RE: Lifestyles of the rich and Christian
November 12, 2013 at 4:26 pm
(This post was last modified: November 12, 2013 at 4:28 pm by Doubting Thomas.)
Quote:
Rev. James Eugene Ewing
Once a traveling tent-revival preacher, the Rev. James Eugene Ewing built a direct-mail empire from his mansion in Los Angeles that brings millions of dollars flowing into a Tulsa post office box. The approach reaped Ewing and his organization more than $100 million since 1993, including $26 million in 1999, the last year Saint Matthew's made its tax records public.
Ewing's computerized mailing operation, Saint Matthew's Churches, mails more than 1 million letters per month, many to poor, uneducated people, while Ewing lives in a mansion and drives luxury cars.
The letters contain an alluring promise of "seed faith": send Saint Matthew's your money and God will reward you with cash, a cure to your illness, a new home and other blessings. They often contain items such as prayer cloths, a "Jesus eyes handkerchief," golden coins, communion wafers and "sackcloth billfolds." Recipients are often warned to open the letters in private and not discuss them with others.

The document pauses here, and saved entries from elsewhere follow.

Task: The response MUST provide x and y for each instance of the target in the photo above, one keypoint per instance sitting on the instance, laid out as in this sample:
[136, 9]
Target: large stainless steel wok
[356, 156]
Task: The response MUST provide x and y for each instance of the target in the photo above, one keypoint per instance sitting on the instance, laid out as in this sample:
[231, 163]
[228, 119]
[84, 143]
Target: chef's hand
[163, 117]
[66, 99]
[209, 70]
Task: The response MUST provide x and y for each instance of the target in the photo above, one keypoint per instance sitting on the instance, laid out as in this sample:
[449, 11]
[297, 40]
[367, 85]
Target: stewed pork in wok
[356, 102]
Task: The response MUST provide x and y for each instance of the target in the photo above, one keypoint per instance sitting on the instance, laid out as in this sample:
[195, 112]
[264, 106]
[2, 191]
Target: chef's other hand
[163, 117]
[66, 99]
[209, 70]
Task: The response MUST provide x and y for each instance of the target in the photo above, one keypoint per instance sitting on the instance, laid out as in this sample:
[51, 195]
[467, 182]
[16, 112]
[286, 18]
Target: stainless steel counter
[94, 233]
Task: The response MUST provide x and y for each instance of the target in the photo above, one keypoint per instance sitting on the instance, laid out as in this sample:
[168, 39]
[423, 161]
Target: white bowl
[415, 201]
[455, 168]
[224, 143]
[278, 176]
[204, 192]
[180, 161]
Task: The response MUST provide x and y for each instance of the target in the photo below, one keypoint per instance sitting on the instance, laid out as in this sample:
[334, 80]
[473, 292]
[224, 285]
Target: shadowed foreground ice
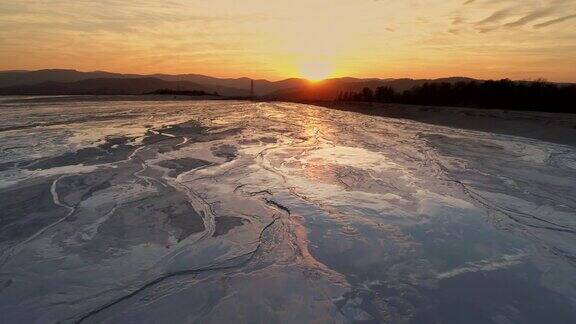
[226, 212]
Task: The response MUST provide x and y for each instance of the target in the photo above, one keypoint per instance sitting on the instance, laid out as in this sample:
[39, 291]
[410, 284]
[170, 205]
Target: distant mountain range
[72, 82]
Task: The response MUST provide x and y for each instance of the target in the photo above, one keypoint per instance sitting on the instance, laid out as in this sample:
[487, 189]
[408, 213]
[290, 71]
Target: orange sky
[518, 39]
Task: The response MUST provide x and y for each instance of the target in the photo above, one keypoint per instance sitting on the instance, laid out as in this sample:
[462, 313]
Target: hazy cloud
[531, 17]
[555, 21]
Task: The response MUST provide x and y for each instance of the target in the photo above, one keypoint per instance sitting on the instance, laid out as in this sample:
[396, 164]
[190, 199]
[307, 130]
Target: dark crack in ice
[253, 212]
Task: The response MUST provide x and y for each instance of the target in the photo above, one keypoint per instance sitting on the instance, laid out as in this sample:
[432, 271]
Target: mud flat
[231, 211]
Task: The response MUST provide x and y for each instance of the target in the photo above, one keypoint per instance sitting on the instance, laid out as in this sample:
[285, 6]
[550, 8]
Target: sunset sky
[518, 39]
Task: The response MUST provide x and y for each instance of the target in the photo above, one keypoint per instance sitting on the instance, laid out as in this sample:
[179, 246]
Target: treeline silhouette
[502, 94]
[183, 92]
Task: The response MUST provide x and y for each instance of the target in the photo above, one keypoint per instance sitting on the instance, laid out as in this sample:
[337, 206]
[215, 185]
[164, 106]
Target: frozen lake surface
[230, 211]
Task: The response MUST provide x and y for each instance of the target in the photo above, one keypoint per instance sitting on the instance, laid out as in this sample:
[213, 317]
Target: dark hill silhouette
[499, 94]
[330, 89]
[287, 88]
[114, 86]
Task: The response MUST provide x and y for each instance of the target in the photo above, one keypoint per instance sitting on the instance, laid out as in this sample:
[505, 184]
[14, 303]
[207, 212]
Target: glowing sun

These are the same assholes who kept sending me letters over and over, offering "prayer cloths" if I sent them a big enough donation. After politely sending them back requests in their postpaid envelopes to take me off their mailing list since I was already an atheist, but even if I weren't I wasn't going to send them any money because their scam was transparent, I started printing out pictures from the nastiest porn sites I could find and mailing them back to them. Eventually the letters stopped, but I'm not sure if it was because they weren't getting any money from me or the nasty porn did the trick.
From what I understand they tend to target low-income neighborhoods and other people down on their luck, people who are desperate and gullible, and get them to send money in. Why they ever sent money requests to me I have no idea, since I lived in a decent, middle-class neighborhood.
Christian apologetics is the art of rolling a dog turd in sugar and selling it as a donut.